Following multiple stories from Riptide about the Miami
Heat refusing to share profits from the American Airlines Arena with
county taxpayers who subsidize the place, Miami-Dade Inspector General
Christopher Mazzella has apparently decided that someone should try to verify how much the
team is actually making. We've now confirmed that the county's top watchdog is auditing
the Heat to determine if the arena's revenues, expenses, and profits
are accurately reported to the county.
Judging by public documents obtained by Riptide, Heat owner Micky Arison is doing everything he can to stonewall the IG from obtaining
information beyond basic annual budgets and annual financial statements.
Since the Heat's controversial deal was signed in 1997, the county has never shared the wealth as owner Arison had promised. In order to keep the team in Miami, then-county Mayor Alex Penelas agreed to give away $38 million worth of prime waterfront public land to build the arena. The team paid $240 million for the construction, but the Heat got an annual $6.4 million subsidy to operate the arena for the next 30 years -- that's $192 million in taxpayer funds for the life of the deal. In return, a Heat subsidiary -- Basketball Properties Ltd. -- agreed to share 40 percent of all its profits over $14 million.
The arena has never hit that magic number, not even during last season's NBA Finals run as prized free agents LeBron James and Chris Bosh helped the Heat bank $60 million in record-breaking revenue. New Times wasn't the only media outlet to note the NBA franchise's consistent inability to break the $14 million mark. Last May 5, CBS4 investigative reporter and former New Times columnist Jim DeFede did a news segment on the arena's finances.
A little more than a month later, the inspector general's office began its inquiry, according to a June 22 email from chief legal advisor Patra Liu to the Miami-Dade Internal Services Department, which administers the arena contract, requesting copies of the 1997 agreement, annual financial reports, and any other documents submitted by Basketball Properties to the county. Liu followed up with a request for more documents from Basketball Properties on July 26.
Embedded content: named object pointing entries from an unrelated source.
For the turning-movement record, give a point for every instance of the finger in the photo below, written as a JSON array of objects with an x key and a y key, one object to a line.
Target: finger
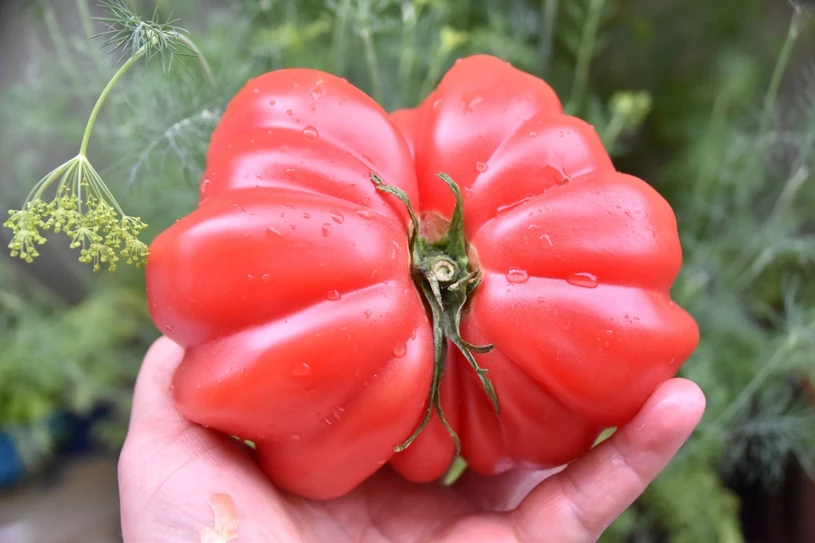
[
  {"x": 500, "y": 493},
  {"x": 152, "y": 402},
  {"x": 586, "y": 497}
]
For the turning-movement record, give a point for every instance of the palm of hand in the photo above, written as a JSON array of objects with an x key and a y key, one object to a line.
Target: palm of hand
[{"x": 181, "y": 482}]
That prompted a meeting on August 31 with Liu, Mazzella, the subsidiary's Chief Financial Officer Sam Schulman, two other arena executives, and Heat lawyers Jorge Luis Lopez and Pablo Acosta to address the team's concerns that the information being requested by the inspector general were "trade secrets." As part of the inquiry, investigators requested samples of vendors lists and payments, balance ledgers, and payroll information.
Despite the objections from the arena representatives, Mazzella stood firm that the team had to turn over the records. On October 4, he officially notified Basketball Properties that his office was conducting an audit to "include examining management agreement computations, cost allocations, including personnel and benefits costs; vendor contracts and payments to BPL's trial balances."
Two days later, Schulman sent a letter to internal services director Wendi Norris asserting that the Heat does not have a sweetheart deal with the county. Schulman complained that the county's $6.4 million subsidy is "insufficient to fund all of our basic operating and maintenance costs." The Heat has spent in "excess of $27 million since we opened on Dec. 31, 1999, on capital improvements to keep the arena state-of-the-art and up-to-date," the CFO wrote.
In addition, arena expenses ballooned 57 percent between 2002 and this year "due in large measure to an increasing event load and significant increases we have been faced with our insurance, labor and utilities, as well as the effects of wear and tear from the approximately 1.5 million visitors we get per year," Schulman wrote.
He argued the county should be proud of the Heat's contribution to remaking downtown Miami. "When we commenced construction of the arena in 1997, downtown Miami was a veritable wasteland," Schulman wrote. "We are very proud of the leadership role we have played in being the catalyst for the unprecedented growth of the downtown urban core."
The CFO and other arena officials did not respond to requests from Riptide for comment. However, a highly placed source says the team has allowed agents to sift through the requested records at the arena but has taken steps to protect its trade secrets by redacting or summarizing certain information, such as names of employees and percentages paid to concert promoters. The source insists the inspector general's audit will not turn up any malfeasance, misappropriation of funds, or hiring of "ghost employees" by the team.
"The whole profit-sharing issue is a red herring," the source says. "Because of the whole Lebron James and Chris Bosh dynamic, we are getting closer to sharing the profits. But there is no 'Gotcha!' here."